介護サービス事業においても、長時間労働の是正などの「働き方改革」の必要性が叫ばれている。在宅介護事業のアイケア(東京都町田市)は、2年前よりICTの積極活用による働き方改革を進め、離職率を10%以下に抑えることに成功している。鎌田陽平社長に、ICT活用のコツなどについて話を聞いた。
スタッフの交流、ICT使い促進
──会社について教えて下さい。
鎌田 東京都町田市を地盤として訪問介護、デイ、障害者向けデイなどを運営しています。また別法人で相模原市で69戸の介護付有料老人ホームを運営しています。
──働き方改革に取り組んだ理由は。
鎌田 離職の防止です。当社に限らず、現在介護の現場で働いているスタッフは、介護の仕事自体は好きだと思います。好きな仕事なのに毎年多くのスタッフが辞めていくのは、会社の体質、就労環境に問題があると考えました。

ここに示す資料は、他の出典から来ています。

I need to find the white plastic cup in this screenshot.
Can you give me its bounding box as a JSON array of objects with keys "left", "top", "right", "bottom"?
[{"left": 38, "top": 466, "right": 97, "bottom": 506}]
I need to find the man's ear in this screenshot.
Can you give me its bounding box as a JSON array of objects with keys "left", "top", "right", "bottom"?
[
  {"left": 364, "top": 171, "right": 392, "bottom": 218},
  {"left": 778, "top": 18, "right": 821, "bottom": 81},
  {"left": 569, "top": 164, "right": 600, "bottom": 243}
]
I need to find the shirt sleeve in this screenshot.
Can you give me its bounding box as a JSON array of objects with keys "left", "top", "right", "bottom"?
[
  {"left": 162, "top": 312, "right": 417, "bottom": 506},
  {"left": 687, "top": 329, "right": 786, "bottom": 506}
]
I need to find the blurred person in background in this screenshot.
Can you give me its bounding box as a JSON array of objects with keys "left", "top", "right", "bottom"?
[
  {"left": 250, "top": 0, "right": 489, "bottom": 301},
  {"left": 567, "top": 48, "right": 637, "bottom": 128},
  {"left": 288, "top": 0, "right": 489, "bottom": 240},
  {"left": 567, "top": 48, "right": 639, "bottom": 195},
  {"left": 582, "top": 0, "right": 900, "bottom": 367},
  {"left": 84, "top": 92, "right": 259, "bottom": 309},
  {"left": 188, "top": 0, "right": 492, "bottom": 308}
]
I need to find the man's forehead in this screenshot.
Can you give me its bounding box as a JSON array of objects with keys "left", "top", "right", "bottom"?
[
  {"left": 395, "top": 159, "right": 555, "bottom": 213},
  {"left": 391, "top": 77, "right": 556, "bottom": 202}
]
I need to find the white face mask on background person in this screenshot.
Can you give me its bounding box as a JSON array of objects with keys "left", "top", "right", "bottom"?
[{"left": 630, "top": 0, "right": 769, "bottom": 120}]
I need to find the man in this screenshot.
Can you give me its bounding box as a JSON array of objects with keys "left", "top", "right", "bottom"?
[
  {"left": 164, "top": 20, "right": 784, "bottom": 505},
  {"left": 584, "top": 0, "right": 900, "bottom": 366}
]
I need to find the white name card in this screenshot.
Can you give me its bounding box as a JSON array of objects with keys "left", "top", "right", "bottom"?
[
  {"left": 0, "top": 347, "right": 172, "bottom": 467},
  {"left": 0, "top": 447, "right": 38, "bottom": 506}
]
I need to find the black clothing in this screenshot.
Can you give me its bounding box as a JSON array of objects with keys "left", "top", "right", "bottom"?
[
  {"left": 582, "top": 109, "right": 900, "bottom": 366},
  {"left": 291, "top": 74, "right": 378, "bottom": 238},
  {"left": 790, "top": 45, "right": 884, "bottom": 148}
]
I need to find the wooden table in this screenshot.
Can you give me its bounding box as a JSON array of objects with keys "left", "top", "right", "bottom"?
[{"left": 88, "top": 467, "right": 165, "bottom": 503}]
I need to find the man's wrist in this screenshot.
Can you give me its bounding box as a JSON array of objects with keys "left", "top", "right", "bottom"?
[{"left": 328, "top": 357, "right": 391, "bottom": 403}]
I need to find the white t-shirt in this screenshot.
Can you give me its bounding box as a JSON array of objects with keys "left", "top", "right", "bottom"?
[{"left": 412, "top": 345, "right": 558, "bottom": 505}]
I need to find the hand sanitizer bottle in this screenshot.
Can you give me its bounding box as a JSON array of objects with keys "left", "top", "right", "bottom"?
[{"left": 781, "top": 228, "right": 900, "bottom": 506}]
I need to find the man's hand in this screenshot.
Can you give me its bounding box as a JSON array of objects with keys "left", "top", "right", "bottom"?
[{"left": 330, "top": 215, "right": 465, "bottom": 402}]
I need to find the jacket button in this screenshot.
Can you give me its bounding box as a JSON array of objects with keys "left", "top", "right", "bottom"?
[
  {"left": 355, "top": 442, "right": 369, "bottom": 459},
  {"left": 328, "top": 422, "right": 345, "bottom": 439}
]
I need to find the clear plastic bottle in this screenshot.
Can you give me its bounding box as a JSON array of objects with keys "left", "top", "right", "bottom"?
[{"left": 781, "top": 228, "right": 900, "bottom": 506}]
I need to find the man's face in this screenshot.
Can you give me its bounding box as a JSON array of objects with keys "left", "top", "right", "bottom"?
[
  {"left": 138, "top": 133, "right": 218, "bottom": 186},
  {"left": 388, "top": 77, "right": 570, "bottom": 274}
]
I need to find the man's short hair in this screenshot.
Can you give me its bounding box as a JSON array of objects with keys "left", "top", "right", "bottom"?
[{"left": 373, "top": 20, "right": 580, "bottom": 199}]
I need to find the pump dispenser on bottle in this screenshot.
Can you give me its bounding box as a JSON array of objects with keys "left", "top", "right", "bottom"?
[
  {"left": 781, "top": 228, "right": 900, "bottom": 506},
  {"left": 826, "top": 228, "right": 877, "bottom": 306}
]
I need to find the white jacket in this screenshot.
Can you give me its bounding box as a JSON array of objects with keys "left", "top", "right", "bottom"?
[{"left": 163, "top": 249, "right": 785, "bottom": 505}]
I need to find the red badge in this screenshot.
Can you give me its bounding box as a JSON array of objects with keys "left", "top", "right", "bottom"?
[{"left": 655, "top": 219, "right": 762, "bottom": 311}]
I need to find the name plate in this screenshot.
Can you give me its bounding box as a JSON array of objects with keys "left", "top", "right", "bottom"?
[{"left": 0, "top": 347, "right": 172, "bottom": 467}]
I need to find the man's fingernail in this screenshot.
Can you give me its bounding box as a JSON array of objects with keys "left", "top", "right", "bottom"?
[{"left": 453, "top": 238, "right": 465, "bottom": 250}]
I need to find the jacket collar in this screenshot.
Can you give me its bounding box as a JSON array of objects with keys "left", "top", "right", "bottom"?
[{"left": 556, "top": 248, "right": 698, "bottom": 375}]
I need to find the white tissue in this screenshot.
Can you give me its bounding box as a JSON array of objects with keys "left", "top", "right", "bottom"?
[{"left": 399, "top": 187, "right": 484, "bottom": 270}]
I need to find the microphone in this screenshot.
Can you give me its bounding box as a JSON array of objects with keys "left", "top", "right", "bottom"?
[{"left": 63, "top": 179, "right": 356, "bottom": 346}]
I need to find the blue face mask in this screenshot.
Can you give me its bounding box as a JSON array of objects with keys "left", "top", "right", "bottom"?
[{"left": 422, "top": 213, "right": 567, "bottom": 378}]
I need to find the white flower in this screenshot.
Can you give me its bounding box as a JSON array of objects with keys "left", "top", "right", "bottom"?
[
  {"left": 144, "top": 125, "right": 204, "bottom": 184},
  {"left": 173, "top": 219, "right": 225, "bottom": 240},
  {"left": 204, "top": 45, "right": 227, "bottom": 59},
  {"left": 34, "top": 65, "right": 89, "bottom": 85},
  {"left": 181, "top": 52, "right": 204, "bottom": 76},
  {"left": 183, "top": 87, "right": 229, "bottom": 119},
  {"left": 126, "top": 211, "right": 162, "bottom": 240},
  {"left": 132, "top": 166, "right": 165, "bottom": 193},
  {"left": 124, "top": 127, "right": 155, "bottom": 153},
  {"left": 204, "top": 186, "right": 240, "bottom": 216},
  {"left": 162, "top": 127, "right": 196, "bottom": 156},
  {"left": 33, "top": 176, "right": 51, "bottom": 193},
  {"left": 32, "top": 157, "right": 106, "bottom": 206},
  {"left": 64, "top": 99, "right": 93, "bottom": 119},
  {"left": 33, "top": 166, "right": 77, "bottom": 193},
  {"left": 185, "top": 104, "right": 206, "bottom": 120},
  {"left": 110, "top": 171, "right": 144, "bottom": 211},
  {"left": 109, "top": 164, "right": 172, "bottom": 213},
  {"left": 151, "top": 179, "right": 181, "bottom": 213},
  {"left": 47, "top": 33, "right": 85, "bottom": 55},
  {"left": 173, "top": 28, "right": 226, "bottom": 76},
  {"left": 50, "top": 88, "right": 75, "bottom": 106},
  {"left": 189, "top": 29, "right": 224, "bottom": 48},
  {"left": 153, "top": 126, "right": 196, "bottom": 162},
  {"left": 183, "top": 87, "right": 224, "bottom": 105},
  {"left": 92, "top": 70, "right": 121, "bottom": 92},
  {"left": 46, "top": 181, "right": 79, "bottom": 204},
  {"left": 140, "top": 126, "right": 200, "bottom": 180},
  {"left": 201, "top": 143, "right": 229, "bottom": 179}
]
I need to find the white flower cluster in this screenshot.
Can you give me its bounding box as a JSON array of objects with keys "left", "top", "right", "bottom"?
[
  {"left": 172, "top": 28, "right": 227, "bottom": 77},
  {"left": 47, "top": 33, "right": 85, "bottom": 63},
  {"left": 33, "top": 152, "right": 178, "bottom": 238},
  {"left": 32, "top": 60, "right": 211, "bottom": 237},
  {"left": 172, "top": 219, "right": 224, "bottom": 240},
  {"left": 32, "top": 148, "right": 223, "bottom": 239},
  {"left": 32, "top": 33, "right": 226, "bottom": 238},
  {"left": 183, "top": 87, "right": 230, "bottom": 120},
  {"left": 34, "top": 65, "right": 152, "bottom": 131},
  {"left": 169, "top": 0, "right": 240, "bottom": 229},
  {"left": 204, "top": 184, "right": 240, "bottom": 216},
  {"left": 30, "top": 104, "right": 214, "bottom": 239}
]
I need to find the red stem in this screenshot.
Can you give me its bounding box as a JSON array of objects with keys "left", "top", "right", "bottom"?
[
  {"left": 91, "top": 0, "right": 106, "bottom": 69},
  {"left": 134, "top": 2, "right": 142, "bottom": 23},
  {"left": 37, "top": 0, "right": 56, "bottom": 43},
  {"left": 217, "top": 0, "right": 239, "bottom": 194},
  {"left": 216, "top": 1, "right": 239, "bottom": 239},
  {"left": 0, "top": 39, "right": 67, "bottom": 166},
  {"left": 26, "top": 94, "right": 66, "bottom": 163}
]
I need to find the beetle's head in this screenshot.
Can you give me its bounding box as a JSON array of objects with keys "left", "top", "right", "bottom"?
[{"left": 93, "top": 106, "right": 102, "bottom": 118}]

特に、スタッフが事務仕事に忙殺されてしまうこと、スタッフ間のコミュニケーションが十分に図られていないことが問題と考え、ICTの活用でそれを解決しようと取り組みました。
──現在、どのような形でICTを導入していますか。
鎌田 介護記録が簡単に作成できるシステムと、社内SNSです。また放課後等デイのアセスメントを簡単に行えるシステムも新たに導入しました。これについて当社自身がメーカーの代理店として他社への販売も行っています。
──具体的にはどのような効果を期待しましたか。
鎌田 介護記録システムについては、事務仕事を軽減させ、利用者のケアやサービス品質向上のための時間を捻出することです。
訪問介護事業所ではICT活用によってサービス提供責任者の業務に余裕ができました。そこで、サ責がヘルパーに同行するようにしました。サ責とヘルパーが一緒にいることで、ヘルパーは自分の技能やサービスのレベルをチェックできます。また同行中の会話などからサ責はヘルパーがどのような悩みを抱えているのかなどを知ることができ、結果的に離職を未然に防ぐことにつながりました。
──スタッフの交流を深めることがポイントですね。
鎌田 スタッフに時間的余裕が生まれたことで、ケースカンファレンスの時間を増やすことができ、スタッフ間の連携が図れました。カンファレンスでそれぞれの利用者を担当しているスタッフが、自分の考えを会社に伝える機会も増えましたので、それがモチベーションの向上などにもつながっています。
──社内SNSについてはどうでしょう。
鎌田 在宅系介護事業所は平均的に規模が小さいため、スタッフが日常的に接する社内の人間の数は少なくなります。その結果として、社としての一体感が希薄になる、事業所間の連帯感が生まれにくい、という課題があります。
社内SNSがあれば異なる事業所のスタッフ間で気軽に情報交換ができます。また、スタッフ同士の電話も減らすことができますので、結果的に労働時間の短縮にもなります。
「導入後のビジョン明確に」
──ICT化を進める上で、留意した点はなんでしょうか。
鎌田 単に「ICT化で効率を上げる」のではなく「効率を上げた結果、会社として何をするのか」をしっかりスタッフに伝えることです。
当社の場合は「ICT化により利用者に寄り添う時間を作り出す」という最終的な目的を全スタッフにしっかりと落とし込みました。幾ら効率化が図れるといっても、新しい仕組みを導入することに対してはスタッフの反発もあります。ビジョンがなければ、スタッフがICT機器を使いこなさなくなります。
社内SNS記入 深夜早朝は禁止
──導入した後のことを考えることが大切なのですね。
鎌田 社内SNSについては、利用に際してのルールをしっかりと決めました。プライベートでもSNSでの何気ない書き込みで人間関係がこじれたりしますので、書き込みに際しては「個人的な批判、攻撃は禁止」としています。
さらに「22時~7時の間は書き込み禁止」ともしています。当人は気軽な気持ちで夜中や早朝に書き込んだとしても、書き込みがあれば他のスタッフはその内容を確認しなくてはなりませんから、その時間も「働いている」ことになります。「いつ書き込みがあるか」と深夜や休日に気にしながら生活するのは働き方改革の趣旨に反していると考えています。